Is it possible to have a list be evaluated lazily in Python?

For example

a = 1
list = [a]
print list
#[1]
a = 2
print list
#[1]

If the list was set to evaluate lazily then the final line would be [2]

Answer 1

Python is not really very lazy in general.

You can use generators to emulate lazy data structures (like infinite lists, et cetera), but as far as things like using normal list syntax, et cetera, you're not going to have laziness.

Answer 2

The concept of "lazy" evaluation normally comes with functional languages -- but in those you could not reassign two different values to the same identifier, so, not even there could your example be reproduced.

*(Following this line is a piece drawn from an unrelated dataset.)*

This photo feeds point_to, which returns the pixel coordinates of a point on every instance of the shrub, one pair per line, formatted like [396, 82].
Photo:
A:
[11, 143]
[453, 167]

The point is not about laziness at all -- it is that using an identifier is guaranteed to be identical to getting a reference to the same value that identifier is referencing, and re-assigning an identifier, a bare name, to a different value, is guaranteed to make the identifier refer to a different value from them on. The reference to the first value (object) is not lost.

Consider a similar example where re-assignment to a bare name is not in play, but rather any other kind of mutation (for a mutable object, of course -- numbers and strings are immutable), including an assignment to something else than a bare name:

>>> a = [1]
>>> list = [a]
>>> print list
[[1]]
>>> a[:] = [2]
>>> print list
[[2]]

Since there is no a - ... that reassigns the bare name a, but rather an a[:] = ... that reassigns a's contents, it's trivially easy to make Python as "lazy" as you wish (and indeed it would take some effort to make it "eager"!-)... if laziness vs eagerness had anything to do with either of these cases (which it doesn't;-).

Just be aware of the perfectly simple semantics of "assigning to a bare name" (vs assigning to anything else, which can be variously tweaked and controlled by using your own types appropriately), and the optical illusion of "lazy vs eager" might hopefully vanish;-)